The drug they’ll be taking, rapamycin, wasn’t originally intended to extend canine longevity—it’s often used as an immunosuppressant, typically prescribed to people who have had an organ transplant. But rapamycin also blocks a gene called mTOR, which (among other things) causes cells to age and break down more rapidly. Several years ago, when scientists began feeding rapamycin to mice, they found that the rodents lived about 10 percent longer than control groups. That naturally evoked visions of (human) Florida retirees sipping rapamycin milk shakes, a scenario drug companies would already be fast-tracking toward reality if only rapamycin were still protected intellectual property. But the substance is off-patent, taking huge profits off the table. (You might still be able to patent the milk shake formulation, but you couldn’t stop competitors from making rapamycin lollipops.)

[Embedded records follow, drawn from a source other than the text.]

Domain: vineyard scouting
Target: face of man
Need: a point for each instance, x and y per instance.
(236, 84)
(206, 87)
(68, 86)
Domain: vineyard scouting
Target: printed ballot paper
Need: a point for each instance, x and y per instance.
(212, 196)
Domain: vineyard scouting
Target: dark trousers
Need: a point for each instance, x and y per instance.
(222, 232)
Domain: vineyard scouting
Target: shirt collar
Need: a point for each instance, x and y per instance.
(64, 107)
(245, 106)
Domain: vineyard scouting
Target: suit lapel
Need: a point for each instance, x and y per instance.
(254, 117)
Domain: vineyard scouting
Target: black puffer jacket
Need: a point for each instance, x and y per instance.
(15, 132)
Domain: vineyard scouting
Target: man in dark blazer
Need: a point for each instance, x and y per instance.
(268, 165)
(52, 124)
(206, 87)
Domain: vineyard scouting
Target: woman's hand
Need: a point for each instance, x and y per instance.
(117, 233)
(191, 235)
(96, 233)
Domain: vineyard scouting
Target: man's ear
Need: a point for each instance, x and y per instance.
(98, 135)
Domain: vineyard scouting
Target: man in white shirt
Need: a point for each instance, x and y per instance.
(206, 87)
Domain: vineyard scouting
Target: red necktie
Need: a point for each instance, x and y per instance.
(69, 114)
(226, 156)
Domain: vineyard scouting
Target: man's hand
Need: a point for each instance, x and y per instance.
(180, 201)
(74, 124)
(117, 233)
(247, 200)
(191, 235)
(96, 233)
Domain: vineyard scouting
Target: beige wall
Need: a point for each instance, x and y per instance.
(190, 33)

Call in the K9 squad! Millions of dog owners—including Kaeberlein and Promislow, who own a German shepherd, a keeshond, a Weimaraner, and a Chow mix between them, though none of their dogs are eligible for the study—are eager to give their pets an extra few years. Since most competent human masters can administer meds and provide some daily monitoring, researchers can crowdsource a lot of the data collection. Furthermore, the dog lifespan is so short (awww) that they can provide relatively rapid returns on research.
That’s a juicy bone for dogs and their best friends, but what’s really at stake is nothing less than a revolution in drug testing. Kaeberlein and Promislow have effectively unleashed a practical way to research new human uses for out-of-patent drugs. Pets can provide a cheap alternative to pricey and chancy human clinical tests, key when you’re dealing with a drug that might not be especially profitable in the first place. It’s easy to extend the idea beyond rapamycin. Testing experimental drugs on pets is a potential new template for human medical research: Such experiments on pets would be less expensive than testing drugs on lab animals but still statistically valid, since the greater number of test subjects would override the quirks of homestyle observation. And dogs are genetically diverse, another plus. It would also be more humane, since dogs are more frolicsome at home than in a kennel.

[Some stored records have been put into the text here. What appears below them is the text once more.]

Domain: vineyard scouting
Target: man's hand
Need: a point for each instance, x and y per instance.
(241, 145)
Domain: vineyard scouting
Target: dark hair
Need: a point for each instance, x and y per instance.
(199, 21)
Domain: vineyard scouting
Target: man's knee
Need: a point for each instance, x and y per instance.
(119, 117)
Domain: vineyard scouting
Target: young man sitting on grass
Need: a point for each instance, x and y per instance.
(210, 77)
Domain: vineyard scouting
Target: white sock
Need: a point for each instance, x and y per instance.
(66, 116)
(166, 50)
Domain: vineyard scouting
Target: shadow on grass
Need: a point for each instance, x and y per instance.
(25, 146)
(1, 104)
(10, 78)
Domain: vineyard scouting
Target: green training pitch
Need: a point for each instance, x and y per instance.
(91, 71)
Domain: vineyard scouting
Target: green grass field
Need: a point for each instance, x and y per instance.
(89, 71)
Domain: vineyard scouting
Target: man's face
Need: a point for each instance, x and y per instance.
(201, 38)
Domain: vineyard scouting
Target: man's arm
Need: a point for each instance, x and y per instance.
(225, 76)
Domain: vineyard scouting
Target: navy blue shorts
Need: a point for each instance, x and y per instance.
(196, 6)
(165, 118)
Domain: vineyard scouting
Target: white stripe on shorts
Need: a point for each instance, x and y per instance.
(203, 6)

By making drug studies more affordable, this approach would allow pharmaceutical companies to profit from old or unpatentable drugs. Researchers could test other potential antiaging chemicals on dogs with the hope that they could one day invigorate people.
And researchers could enlist pets to investigate more targeted benefits of rapamycin as a treatment for specific human ailments. The drug can reverse cardiomyopathy in mice; as a step toward helping people, Doberman pinschers—a breed that’s naturally susceptible to a version of the disease—could serve as guinea pigs. (A study like this might require more veterinary participation, as the average pet owner isn’t going to have the wherewithal to administer a slate of cardiovascular tests.)
Dogs have other opportunities to give old drugs new tricks: Growing evidence suggests that the out-of-patent diabetes medicine metformin may have unexpected benefits for cancer patients. For example, diabetic men on metformin are less likely to die of prostate cancer than those taking other diabetes drugs. Those studies are retrospective, meaning that they analyze preexisting data. A metformin study on golden retrievers—a breed prone to cancer—could draw funding from golden retriever clubs and provide clinical data crucial to future human prescription.
Kaeberlein and Promislow are wary about treating people’s pet dogs as lab rats. Both insist that their motivation is to improve dogs’ lives; human benefits come second. Their respect for Fido’s well-being is laudable, but that’s nothing a clinical review board can’t handle. What would be irresponsible would be to lose the chance to help people.
Dogs share our lives. They live in the same environments as we do, and they’re exposed to many of the factors that most affect our health, from bad food to secondhand smoke. Testing drugs on them is a realistic way to try out pharmaceuticals that might otherwise get ignored. After all, if our dogs start living forever, we’re going to need to be around to walk them.